Ela continua: “Caso essa solução em potencial se comprove, isso nos permitirá conduzir buscas no telefone, a fim de continuarmos com nossas investigações relacionadas ao ataque terrorista que matou 14 pessoas e deixou 22 feridas”.
Postura governamental “contrastante”
Durante conferência de imprensa, um executivo da Apple deixou claro que a empresa nada sabe sobre o suposto método alternativo anunciado pelo Departamento de Justiça. Ele também afirmou que em nenhum momento o governo deu indícios de que prospectava outras soluções para driblar os protocolos de segurança do aparelho – o que é apontado como “contrastante” em relação às afirmações insistentes de que apenas a Maçã deteria os meios para tanto.

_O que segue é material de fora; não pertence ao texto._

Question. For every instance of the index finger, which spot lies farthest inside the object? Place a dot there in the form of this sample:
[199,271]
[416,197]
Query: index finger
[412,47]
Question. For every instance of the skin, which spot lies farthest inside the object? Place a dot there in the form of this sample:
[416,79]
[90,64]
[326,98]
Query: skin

Para Nate Cardozo, advogado do grupo prol liberdades civis Electronic Frontier Foundation, o caso foi ardilosamente escolhido, de forma que o governo dos EUA pudesse estabelecer o precedente que lhe permitiria acessar informações eletrônicas por quaisquer meios que sejam necessários.
Em entrevista à Reuters, Cardozo engrossa o coro de que a misteriosa alternativa revelada em última hora possa ocultar certo receio por parte do governo relacionado a uma possível derrota nos tribunais – ou ao estabelecimento de um precedente pouco auspicioso.
Por outro lado, não falta quem afirme que se trata apenas de postergar o embate. “O problema não vai simplesmente desaparecer; ele será simplesmente deixado de lado por um ou dois anos”, conforme colocou o professor de Direito da Universidade de Washington e ex-promotor Orin Kerr à agência de notícias.
Apple: “Como o FBI fará isso?”
Em oposição à decisão prévia da corte em que tramita a ação movida contra a Apple, Tim Cook havia se manifestado sobre o perigo de criar uma “porta dos fundos” para o iOS. Conforme colocou o CEO, além da abertura de um perigoso precedente, tal expediente ainda colocaria em risco a segurança dos usuários de iPhones e iPads mundo afora.
Assim sendo – e a despeito do litígio em si -, é natural que a Apple queira tomar conhecimento da possível solução encontrada pelo FBI. Em coletiva de imprensa, os advogados da companhia indicaram que devem insistir na revelação da vulnerabilidade descoberta pelo bureau. Entretanto, o governo apenas teria a obrigação de compartilhar tal informação se a ação fosse mantida – o que parece pouco provável.